Scientific classification
- Kingdom: Animalia
- Phylum: Chordata
- Class: Aves
- Order: Piciformes
- Family: Lybiidae
- Genus: Lybius
- Species: L. leucocephalus
- Binomial name: Lybius leucocephalus (De Filippi, 1853)

= White-headed barbet =

- Genus: Lybius
- Species: leucocephalus
- Authority: (De Filippi, 1853)
- Conservation status: LC

Species of bird

The white-headed barbet (Lybius leucocephalus) is a species of bird in the family Lybiidae.
It is found in Angola, Cameroon, Central African Republic, Chad, Democratic Republic of the Congo, Kenya, Nigeria, South Sudan, Tanzania, and Uganda.

==Bird calls==
This species of African barbet comprises several races distinguished by different duetting song patters but all have a raucous greeting ceremony. It is the only barbet species to use simultaneous singing during a duet.

==Description==
This species is one of the largest in this genus at 18–19.5 cm in length. It is a black and white type of barbet that has a stubby neck and a heavy-toothed bill. It is found in open woodland areas that are close to water and cultivation. It utilizes fig and jacaranda trees to find food and to excavate nests.

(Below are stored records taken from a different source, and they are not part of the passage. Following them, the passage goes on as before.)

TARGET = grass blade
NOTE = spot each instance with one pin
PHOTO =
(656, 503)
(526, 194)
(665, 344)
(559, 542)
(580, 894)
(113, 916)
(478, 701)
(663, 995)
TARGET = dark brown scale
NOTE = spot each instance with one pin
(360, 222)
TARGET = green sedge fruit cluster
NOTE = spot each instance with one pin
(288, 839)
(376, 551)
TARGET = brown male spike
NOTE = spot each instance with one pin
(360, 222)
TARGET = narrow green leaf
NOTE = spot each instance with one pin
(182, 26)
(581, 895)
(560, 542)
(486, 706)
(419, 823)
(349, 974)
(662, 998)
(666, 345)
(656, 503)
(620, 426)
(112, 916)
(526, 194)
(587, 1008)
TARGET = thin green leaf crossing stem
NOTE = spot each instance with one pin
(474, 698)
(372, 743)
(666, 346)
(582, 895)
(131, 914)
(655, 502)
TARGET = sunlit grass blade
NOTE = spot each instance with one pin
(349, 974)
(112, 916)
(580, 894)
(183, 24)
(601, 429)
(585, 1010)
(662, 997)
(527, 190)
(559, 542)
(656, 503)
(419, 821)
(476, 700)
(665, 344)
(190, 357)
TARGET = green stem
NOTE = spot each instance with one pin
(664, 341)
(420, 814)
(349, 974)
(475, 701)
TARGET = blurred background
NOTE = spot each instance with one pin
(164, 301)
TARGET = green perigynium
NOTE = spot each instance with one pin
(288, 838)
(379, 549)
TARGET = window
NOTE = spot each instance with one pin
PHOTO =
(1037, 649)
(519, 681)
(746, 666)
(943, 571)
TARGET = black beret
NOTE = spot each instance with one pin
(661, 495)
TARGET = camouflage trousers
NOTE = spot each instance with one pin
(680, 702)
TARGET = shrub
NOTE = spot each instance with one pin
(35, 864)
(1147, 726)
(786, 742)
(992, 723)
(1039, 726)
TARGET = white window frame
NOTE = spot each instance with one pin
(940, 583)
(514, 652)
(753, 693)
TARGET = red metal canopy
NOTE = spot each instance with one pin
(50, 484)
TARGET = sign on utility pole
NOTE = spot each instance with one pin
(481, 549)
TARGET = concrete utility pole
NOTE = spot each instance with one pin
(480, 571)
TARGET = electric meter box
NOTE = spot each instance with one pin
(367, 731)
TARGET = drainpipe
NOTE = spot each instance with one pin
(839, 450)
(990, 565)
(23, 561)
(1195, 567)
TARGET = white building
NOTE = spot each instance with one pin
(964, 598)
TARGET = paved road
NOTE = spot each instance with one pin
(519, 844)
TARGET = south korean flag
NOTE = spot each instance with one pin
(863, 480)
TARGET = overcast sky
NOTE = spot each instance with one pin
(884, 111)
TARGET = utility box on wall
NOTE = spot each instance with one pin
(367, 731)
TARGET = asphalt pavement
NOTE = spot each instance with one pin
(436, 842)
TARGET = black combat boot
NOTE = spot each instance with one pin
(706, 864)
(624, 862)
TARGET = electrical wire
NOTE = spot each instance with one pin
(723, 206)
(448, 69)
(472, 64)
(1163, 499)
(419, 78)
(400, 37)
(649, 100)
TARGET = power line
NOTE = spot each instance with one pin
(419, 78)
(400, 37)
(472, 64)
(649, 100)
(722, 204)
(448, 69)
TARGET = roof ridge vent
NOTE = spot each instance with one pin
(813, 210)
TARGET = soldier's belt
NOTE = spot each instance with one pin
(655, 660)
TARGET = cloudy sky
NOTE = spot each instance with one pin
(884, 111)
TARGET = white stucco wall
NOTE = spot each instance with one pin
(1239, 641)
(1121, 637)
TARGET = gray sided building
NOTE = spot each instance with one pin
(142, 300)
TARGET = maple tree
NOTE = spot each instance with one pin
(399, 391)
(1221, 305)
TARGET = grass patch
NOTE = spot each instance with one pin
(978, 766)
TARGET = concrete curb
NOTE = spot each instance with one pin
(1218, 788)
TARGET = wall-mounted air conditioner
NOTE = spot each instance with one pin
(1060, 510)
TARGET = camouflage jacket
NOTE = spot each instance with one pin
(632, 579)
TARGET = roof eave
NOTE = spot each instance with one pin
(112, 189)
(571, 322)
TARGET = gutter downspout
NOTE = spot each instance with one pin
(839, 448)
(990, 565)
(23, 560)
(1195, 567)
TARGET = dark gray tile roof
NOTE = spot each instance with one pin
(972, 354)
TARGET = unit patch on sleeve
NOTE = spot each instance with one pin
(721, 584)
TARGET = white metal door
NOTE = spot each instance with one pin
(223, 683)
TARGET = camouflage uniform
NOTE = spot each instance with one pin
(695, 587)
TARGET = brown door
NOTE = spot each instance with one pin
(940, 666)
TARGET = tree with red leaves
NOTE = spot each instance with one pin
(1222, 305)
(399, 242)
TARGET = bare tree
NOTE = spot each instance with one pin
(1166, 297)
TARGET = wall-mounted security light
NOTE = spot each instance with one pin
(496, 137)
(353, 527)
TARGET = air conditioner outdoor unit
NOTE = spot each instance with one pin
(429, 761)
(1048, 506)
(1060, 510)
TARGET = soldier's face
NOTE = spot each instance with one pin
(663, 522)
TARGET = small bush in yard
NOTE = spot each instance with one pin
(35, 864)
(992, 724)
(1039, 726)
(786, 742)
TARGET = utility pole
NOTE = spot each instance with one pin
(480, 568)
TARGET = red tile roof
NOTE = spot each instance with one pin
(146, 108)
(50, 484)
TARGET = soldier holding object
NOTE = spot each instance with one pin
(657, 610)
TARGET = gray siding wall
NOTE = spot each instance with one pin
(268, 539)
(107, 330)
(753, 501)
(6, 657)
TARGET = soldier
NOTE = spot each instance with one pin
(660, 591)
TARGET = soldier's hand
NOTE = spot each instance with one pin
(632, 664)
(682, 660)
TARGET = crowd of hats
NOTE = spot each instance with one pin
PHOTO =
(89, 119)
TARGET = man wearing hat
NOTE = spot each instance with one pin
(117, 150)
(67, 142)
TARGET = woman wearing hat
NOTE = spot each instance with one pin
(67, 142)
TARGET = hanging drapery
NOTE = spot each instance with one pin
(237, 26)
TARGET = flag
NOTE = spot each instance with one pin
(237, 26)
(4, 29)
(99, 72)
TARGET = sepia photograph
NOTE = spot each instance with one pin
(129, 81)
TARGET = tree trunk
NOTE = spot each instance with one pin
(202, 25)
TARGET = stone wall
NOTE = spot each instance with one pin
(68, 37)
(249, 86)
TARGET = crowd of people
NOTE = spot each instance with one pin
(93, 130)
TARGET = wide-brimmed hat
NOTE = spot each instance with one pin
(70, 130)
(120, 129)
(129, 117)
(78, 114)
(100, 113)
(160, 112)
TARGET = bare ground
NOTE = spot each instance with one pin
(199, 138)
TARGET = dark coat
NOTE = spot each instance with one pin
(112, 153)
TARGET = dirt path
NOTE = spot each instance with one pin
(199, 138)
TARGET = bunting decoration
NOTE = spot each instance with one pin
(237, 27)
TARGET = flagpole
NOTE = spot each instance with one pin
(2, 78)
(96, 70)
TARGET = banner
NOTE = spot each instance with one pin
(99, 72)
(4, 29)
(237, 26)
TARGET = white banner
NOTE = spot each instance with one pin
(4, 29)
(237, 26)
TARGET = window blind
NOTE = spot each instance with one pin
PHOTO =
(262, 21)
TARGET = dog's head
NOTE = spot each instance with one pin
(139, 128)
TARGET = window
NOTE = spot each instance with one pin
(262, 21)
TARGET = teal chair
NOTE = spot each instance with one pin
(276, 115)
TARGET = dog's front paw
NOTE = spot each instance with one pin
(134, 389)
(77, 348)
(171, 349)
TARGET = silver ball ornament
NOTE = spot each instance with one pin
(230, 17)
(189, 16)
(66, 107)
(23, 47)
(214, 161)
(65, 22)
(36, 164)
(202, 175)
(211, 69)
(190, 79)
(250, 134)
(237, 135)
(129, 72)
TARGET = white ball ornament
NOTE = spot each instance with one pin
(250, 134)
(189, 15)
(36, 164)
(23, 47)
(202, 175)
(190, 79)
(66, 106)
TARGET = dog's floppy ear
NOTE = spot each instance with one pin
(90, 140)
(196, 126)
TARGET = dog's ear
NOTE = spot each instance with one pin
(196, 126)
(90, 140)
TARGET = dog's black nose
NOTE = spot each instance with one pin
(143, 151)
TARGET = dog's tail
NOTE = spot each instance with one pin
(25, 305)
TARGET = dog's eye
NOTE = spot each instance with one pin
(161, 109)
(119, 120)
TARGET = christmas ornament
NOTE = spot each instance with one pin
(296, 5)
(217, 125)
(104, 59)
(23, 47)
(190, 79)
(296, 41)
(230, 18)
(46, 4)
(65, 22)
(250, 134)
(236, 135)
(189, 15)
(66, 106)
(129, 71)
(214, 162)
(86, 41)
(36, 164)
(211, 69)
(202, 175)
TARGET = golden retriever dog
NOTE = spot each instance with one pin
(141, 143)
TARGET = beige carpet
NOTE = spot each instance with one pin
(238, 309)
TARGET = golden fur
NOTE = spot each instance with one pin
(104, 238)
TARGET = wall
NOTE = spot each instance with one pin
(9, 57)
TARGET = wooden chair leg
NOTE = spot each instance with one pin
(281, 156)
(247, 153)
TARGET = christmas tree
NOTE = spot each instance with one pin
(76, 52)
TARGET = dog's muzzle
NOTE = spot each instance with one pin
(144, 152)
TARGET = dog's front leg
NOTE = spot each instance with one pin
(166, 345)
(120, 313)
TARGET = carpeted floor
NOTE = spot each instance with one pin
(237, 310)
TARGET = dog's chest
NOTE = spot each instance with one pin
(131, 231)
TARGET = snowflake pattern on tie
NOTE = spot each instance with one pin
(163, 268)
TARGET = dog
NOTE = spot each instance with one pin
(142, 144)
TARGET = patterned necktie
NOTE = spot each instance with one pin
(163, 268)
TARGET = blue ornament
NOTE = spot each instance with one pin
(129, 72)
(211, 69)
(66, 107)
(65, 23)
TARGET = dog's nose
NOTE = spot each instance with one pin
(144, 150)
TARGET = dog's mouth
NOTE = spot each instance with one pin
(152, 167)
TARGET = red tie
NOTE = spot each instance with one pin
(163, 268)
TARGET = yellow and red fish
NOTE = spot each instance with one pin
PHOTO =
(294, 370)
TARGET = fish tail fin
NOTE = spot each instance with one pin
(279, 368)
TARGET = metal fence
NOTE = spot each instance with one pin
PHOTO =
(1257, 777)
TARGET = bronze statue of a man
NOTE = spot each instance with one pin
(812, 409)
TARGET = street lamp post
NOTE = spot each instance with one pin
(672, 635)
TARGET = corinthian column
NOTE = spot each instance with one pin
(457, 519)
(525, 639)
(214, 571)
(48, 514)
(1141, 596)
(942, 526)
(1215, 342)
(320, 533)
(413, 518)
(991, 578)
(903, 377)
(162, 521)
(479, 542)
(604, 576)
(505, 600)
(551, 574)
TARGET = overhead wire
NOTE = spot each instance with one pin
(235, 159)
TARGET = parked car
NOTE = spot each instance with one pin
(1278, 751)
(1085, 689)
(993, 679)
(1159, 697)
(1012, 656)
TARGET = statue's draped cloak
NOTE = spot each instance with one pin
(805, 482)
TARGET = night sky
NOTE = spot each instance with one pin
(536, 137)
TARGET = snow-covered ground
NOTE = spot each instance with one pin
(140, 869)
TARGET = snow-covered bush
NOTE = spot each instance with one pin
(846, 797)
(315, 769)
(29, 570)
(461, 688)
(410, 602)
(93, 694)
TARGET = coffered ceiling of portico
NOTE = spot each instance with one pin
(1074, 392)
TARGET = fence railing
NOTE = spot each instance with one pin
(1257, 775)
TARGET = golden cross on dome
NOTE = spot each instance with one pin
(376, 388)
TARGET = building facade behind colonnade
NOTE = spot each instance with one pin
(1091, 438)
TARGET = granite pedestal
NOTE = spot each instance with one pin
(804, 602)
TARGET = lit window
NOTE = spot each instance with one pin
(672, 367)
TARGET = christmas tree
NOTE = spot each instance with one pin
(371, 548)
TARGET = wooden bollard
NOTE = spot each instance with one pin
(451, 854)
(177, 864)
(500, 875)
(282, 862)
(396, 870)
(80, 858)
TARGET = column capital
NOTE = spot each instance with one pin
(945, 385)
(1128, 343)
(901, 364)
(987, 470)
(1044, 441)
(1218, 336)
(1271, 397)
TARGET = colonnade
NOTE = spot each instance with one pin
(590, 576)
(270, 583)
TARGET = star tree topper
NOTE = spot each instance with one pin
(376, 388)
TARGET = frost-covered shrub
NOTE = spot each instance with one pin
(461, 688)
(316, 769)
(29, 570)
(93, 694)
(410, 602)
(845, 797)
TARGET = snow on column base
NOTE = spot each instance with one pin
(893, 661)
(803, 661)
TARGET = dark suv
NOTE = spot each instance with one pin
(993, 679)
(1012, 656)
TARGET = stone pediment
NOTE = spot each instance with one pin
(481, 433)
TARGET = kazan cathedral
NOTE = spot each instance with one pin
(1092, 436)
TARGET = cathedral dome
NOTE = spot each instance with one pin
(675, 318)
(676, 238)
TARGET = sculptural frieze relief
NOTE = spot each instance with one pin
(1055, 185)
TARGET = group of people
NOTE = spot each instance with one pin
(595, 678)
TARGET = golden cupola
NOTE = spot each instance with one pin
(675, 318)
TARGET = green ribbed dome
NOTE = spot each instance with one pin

These birds are also very social and live in small groups.

==Subspecies==
Lybius leucocephalus includes the following subspecies:
- L. l. adamauae - Reichenow, 1921
- L. l. leucocephalus - (de Filippi, 1853)
- L. l. senex - (Reichenow, 1887)
- L. l. albicauda - (Shelley, 1881)
- L. l. lynesi - Grant, CHB & Mackworth-Praed, 1938
- L. l. leucogaster - (Barboza du Bocage, 1877)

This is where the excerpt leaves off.